DomsServer Depends: Fedora, Bitstorage, ECM, Update tracker, Triple Store

DomsClient Depends: DomsServer

!DomsClient/!DomsServer is the interface for frontend applications to talk to backend applications.

DomsServer will provide a single administrative webservice, with all the high level API functions that are possible in DOMS. As such, it will aggregate the interfaces from

This webservice will provide the methods in the SOAP protocol. We suggest the use of SOAP over REST, as that will make the Client integration easier, and the problems with expressing methods in REST. Authentication is done on the Auth server, and Fedora determines Authorization.

In addition to the previous webservice, optionally another webservice will provide a REST based service for user data retrival from DOMS. All common user data retrival points should be implemented, abstracting away the DOMS infrastructure. REST is chosen here, for the ease which other systems can then access data from DOMS, and we do not plan on making a java frontend for this service. This webservice should not have any functions not available through the administrative interface. Access to this service should be authenticated against the AUTH server, as it could be used by any user wanting a programmatic access to the DOMS data. Authorization for the user will be decided by the data objects or files.

DomsClient will be a java based connector the administrative DomsServer Webservice. It will model the Fedora objects and their behaviours (search, ecm and bitstorage connections) in an object oriented way. The purpose of this client is to make give a more productive way to interface java applications with DOMS, than a long list of methods. No behaviour should be enforced by the Client, as it should not act to ensure anything about the repository.

Bitstorage

Depends: Nothing

We decided long ago to use a separate bitstorage, rather than managed Fedora datastreams. I am not entirely privy to the reasons for this decision, but it does ensure that we can hold the bitstorage to be immutable, while updating metadata, which has been a design criteria for DOMS.

The Bitstorage is a system maintained by IT Maintenance. The precise nature of the underlying hardware is not known to the DOMS group, and our responsibility. The basic workings is as follows

  1. A file is uploaded to a stage dir, and md5 summed. If the sum does not match a sum provided by the client, the file is deleted again. From this stage dir the file will be internally accessible by an URL
  2. If the file is decided to be preserved, it can be approved. To do this, the client must provide the md5 sum of the file, to ensure that the file to be approved is the one he expected. The file is then moved to a storage dir on the server. The internally accessible URL to the file now becomes publicly accessible, and the URL becomes permanent. The file can no longer be modified, and is assumed to be bitpreserved for the long term.
  3. If the file should not be preserved, it can be deleted from the stage dir. Approved files cannot be deleted.

Further methods for getting information about files in bitstorage, and the state of the bitstorage is available. Notes about the bitstorage implementation

Providing public authentication for accessing the approved files by users are the province of IT maintenance. The exact nature of the solution is not decided yet, but see the Authentication section for more on that.

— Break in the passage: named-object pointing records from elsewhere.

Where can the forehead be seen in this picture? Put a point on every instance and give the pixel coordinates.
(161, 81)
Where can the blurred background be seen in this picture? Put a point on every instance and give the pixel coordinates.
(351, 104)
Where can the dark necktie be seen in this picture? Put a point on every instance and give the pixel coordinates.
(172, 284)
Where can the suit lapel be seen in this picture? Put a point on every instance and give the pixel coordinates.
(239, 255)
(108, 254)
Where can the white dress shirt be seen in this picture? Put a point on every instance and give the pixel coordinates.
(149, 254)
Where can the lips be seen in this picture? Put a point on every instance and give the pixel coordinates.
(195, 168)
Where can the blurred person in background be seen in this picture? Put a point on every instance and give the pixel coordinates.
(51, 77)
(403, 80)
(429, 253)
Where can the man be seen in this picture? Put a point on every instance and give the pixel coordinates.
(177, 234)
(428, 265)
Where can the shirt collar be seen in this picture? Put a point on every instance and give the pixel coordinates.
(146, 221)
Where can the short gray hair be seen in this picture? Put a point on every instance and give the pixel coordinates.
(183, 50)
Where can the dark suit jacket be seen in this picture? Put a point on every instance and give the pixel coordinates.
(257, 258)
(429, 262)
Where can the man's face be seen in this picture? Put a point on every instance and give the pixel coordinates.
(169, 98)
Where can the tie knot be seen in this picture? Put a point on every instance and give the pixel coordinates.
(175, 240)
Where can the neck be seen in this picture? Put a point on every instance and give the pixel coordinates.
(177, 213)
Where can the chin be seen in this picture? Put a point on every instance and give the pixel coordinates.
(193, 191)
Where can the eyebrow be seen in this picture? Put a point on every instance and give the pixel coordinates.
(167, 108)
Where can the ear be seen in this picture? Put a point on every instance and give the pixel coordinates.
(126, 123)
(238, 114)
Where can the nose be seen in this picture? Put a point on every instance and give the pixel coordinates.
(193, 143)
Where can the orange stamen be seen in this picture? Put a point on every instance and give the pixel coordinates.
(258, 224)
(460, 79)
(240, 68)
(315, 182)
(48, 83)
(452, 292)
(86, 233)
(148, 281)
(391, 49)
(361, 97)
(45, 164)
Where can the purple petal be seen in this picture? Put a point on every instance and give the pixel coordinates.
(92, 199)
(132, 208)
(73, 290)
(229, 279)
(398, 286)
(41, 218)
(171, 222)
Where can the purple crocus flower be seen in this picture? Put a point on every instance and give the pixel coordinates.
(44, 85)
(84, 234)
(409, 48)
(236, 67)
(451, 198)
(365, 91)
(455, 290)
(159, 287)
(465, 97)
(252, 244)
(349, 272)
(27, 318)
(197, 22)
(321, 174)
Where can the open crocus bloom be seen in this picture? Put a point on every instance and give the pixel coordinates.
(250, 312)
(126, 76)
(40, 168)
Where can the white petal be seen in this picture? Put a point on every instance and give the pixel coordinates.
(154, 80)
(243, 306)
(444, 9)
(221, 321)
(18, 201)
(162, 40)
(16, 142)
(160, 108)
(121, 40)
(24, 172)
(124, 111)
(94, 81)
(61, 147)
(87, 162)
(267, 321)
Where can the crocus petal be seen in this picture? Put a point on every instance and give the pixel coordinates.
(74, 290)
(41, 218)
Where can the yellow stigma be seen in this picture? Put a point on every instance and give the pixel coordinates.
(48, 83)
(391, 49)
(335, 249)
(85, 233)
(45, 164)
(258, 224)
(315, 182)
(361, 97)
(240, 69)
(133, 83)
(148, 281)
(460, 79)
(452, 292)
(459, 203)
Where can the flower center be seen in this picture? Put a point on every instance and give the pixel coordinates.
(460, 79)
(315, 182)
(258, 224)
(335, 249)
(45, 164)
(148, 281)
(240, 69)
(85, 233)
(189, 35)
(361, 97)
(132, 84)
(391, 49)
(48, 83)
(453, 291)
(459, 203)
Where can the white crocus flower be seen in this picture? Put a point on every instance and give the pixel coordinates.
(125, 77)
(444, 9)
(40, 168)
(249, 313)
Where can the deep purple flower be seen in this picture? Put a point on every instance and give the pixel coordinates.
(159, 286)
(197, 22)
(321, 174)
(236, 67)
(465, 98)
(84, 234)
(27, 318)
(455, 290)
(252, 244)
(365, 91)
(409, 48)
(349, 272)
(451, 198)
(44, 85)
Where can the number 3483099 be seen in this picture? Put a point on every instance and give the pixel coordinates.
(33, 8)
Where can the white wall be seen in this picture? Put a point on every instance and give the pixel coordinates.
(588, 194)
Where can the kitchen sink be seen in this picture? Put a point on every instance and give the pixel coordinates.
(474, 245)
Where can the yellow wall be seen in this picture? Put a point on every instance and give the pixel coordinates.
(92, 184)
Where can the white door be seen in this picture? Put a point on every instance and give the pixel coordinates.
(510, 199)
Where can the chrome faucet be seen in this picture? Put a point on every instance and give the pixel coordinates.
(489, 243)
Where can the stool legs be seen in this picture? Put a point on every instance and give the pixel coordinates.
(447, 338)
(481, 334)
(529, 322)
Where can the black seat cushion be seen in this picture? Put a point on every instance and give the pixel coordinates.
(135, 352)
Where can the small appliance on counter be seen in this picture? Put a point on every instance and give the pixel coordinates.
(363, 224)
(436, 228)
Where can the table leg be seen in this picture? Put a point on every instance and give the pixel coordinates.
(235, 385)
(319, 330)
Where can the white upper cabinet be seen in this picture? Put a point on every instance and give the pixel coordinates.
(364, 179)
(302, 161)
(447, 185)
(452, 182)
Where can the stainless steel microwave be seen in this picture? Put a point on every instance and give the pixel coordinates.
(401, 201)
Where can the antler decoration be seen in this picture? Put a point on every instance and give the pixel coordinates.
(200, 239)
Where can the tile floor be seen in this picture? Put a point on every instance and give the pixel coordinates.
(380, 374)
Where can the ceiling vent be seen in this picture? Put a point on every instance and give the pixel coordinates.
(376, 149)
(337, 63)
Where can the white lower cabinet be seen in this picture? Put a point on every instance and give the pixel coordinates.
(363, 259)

The access to the bitstorage is through bash commands over a ssh connection. This interface is fronted by a webservice (lowlevelbitstorage) developed by us, which should be the only point of contact to the underlying storage. This webservice should not use authentication, but rather only accept connections from specific IP adresses, i.e. the server where highlevevl bitstorage lives. This service should provide the logging for bitstorage modifications.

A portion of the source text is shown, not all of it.